Proposals submitted under this program solicitation must incorporate concepts that are general enough to test on standard civilian and/or military grand challenge problems. Navy test beds will be provided by the Navy (see detailed description in topical area E, below). The civilian grand challenge problem should be a realistic test bed such as those provided by the Electric Power Research Institute (EPRI) or a credible utility company.

II. PROGRAM DESCRIPTION

This solicitation seeks to obtain major advances in the integration of new concepts in control, modeling, component technology, social and economics theories for electrical power networks' efficiency and security. It also encourages development of new interdisciplinary research-based curriculum and pedagogy that will motivate students' learning and increase their retention across affected disciplines. Research should be carried out in interdisciplinary groups with the objective of generating new concepts and approaches stimulated by the interaction of diverse disciplines. Proposals offering incremental advances of existing technologies are discouraged. Proposals should include interdisciplinary research teams of engineers, scientists, social scientists, economists, and environmental experts as appropriate to the work proposed. 

This solicitation seeks to overcome barriers between intellectual disciplines relevant to power networks by introducing the complexity of the networks from the Navy and from the utility power sectors as benchmarked systems. Each proposal must contain the development of pedagogy and education material for undergraduate and graduate level students including laboratories, workshops, lectures, CD-ROM, etc. Proposals should discuss effective ways in which education, outreach and improvements to increase the workforce and interests are all integrated within the interdisciplinary research programs to achieve the broader impacts of the proposed activities. 
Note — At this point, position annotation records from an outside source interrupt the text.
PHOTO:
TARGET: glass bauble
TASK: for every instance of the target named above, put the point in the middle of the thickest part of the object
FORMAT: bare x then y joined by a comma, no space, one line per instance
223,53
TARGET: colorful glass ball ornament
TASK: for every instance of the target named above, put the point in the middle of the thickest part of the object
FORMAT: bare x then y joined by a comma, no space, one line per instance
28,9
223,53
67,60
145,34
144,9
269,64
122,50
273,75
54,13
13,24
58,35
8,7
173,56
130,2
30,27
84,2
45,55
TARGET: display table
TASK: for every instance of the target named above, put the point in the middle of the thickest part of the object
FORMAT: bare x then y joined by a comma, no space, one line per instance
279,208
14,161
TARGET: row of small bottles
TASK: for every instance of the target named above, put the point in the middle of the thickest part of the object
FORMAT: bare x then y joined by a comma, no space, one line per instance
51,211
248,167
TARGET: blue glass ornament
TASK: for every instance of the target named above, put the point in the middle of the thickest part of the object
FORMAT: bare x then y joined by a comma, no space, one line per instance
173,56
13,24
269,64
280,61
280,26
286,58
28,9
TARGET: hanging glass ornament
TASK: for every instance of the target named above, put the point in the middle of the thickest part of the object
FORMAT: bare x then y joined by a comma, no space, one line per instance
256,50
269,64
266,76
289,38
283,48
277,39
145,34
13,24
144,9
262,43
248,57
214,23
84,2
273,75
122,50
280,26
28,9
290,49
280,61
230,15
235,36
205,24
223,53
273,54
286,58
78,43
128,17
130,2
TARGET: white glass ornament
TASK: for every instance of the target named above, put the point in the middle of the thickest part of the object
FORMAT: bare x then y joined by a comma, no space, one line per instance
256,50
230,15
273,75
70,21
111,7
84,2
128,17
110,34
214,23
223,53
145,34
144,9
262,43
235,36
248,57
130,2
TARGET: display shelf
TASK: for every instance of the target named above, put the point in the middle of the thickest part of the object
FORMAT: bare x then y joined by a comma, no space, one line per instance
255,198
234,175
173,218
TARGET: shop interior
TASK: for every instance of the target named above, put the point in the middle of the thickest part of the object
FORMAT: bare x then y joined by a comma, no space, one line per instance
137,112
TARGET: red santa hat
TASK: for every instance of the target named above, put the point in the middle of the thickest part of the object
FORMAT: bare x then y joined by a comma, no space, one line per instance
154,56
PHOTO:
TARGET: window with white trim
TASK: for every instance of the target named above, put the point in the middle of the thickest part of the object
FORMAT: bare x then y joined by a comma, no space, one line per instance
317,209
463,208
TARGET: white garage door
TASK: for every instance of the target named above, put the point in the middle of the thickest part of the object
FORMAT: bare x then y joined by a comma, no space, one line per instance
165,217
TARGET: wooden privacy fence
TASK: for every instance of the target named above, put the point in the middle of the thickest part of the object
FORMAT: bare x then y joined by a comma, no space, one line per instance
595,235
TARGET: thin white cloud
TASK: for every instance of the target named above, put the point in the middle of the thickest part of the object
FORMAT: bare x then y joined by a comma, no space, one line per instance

Five topic areas (A-E) of research and education activities appropriate to this solicitation are listed below. Proposals should address two or more of the listed topics in areas A, B and C. Each proposal must also address the education topic area D, and the benchmark systems topic in Area E.

A. Systems and Security

  • Advanced Systems Theory: Advanced theories and computer-aided modeling tools to substantiate complex modeling and simulation, advanced adaptive control theory, and intelligent-distributed learning agents with relevant controls for optimal handling of systems complexity and uncertainty.    
  • Robust Systems Architectures and Configurations: Advanced analytical methods and tools for optimizing and testing configurations of functional elements/architectures to include control of power electronics and systems components, complexity analysis, time-domain simulation, dynamic priority load shedding for survivability, and gaming strategies under uncertainties.    
  • Security and High-Confidence Systems Architecture: New techniques and innovative tools for fault-tolerant and self-healing networks, situational awareness smart sensors, and analysis of structural changes. Applications include adaptive control algorithms, systems and component security, and damage control systems for continuity of service during major disruptions.

B. Economics, Efficiency and Behavior

  • Regulatory Constraints and Incentives: New research ideas that explore the influence of regulations on the economics of electric networks.
  • Risk Assessment, Risk Perceptions, and Risk Management: Novel methods and applications for linking technical risk assessments, public risk perceptions, and risk management decisions.
  • Public Perceptions, Consumer Behavior, and Public Information: Innovative approaches that improve public perception of electric power systems through increased publicity and education about the electric power networks.

C. Environmental Issues

  • Environmental Systems and Control: Innovative environmental sensing techniques for system operation and maintenance, improvements in emission control technologies, and/or network operation for minimization of environmental impact, among others.† For proposals responding to this topical area, the interplay of these factors with the other topics in this solicitation is a requirement.
  • Technology for Global Sustainability: Cross-disciplinary efforts, which contribute, to the resource and environments transitions need to ensure long-term sustainability of global economic growth.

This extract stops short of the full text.